The accuracy recorded during the practice session indicated that subjects performed the task correctly (correct responses followed by range for: index = 98.6% (96 to 100%), little finger = 97.2% (87.5 to 100%), static hand 99.7% (97.9 to 100)). Furthermore, the significant reduction in reaction time over training indicated that sensorimotor learning took place (first ten movements mean ± SE: 328±39 msec, last ten movements :260±29 msec; p = 0.006, paired t test). Finally, during the scanning session participants correctly detected the asterisk in all blocks (100% correct responses), suggesting they were paying attention to the stimuli.

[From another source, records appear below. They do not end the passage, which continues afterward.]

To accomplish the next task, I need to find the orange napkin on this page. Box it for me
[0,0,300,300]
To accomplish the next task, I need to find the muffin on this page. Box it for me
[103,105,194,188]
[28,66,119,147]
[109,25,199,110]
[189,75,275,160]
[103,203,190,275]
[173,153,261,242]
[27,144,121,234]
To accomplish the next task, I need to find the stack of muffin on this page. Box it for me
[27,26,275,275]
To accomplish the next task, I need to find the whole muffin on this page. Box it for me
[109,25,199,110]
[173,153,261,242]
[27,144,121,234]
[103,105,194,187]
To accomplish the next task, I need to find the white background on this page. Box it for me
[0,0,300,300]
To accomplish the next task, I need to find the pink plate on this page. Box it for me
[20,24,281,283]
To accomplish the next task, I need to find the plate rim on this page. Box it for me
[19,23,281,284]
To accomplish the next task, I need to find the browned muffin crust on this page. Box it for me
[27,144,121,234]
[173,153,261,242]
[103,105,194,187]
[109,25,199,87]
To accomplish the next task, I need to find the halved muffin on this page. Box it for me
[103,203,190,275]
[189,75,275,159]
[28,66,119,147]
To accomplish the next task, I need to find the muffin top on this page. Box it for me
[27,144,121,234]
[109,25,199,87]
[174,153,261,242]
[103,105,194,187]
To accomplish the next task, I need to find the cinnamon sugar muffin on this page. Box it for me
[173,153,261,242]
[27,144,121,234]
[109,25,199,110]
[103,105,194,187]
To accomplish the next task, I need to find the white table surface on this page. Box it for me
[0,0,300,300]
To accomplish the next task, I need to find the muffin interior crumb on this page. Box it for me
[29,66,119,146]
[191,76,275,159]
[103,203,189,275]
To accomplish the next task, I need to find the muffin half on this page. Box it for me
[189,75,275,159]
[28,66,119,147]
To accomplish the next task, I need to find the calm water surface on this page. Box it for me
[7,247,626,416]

Visual inspection of the videos for 6 out of 12 subjects obtained during the scanning session indicated that finger movements took place during Action blocks but not during Observation blocks. No data was obtained for the remaining 6 subjects due to a technical failure in analogue/digital data conversion.

Functional MRI

Figure 1 shows the statistic parametric maps corresponding to each network and its overlap with the action observation/execution network (conjunctions). Table 1 depicts the stereotaxic coordinates (Tailarach and Tournoux, 1988) corresponding to the peak voxels for each conjunction.

thumbnail
Figure 1. fMRI results.

Statistical parametric maps (t values) for each of the four conjunction analyses described in the methods section. The SPM for AOE is depicted in blue whereas the SPM for each individual network is depicted in red. Regions in green correspond to the overlap between each individual network and the AOE identified through conjunction analysis. Statistical parametric maps for individual contrasts and conjunctions were thresholded at t>4.85 (p<0.05 corrected for multiple comparisons, FWE) and projected on the structural template of SPM (MNI 152).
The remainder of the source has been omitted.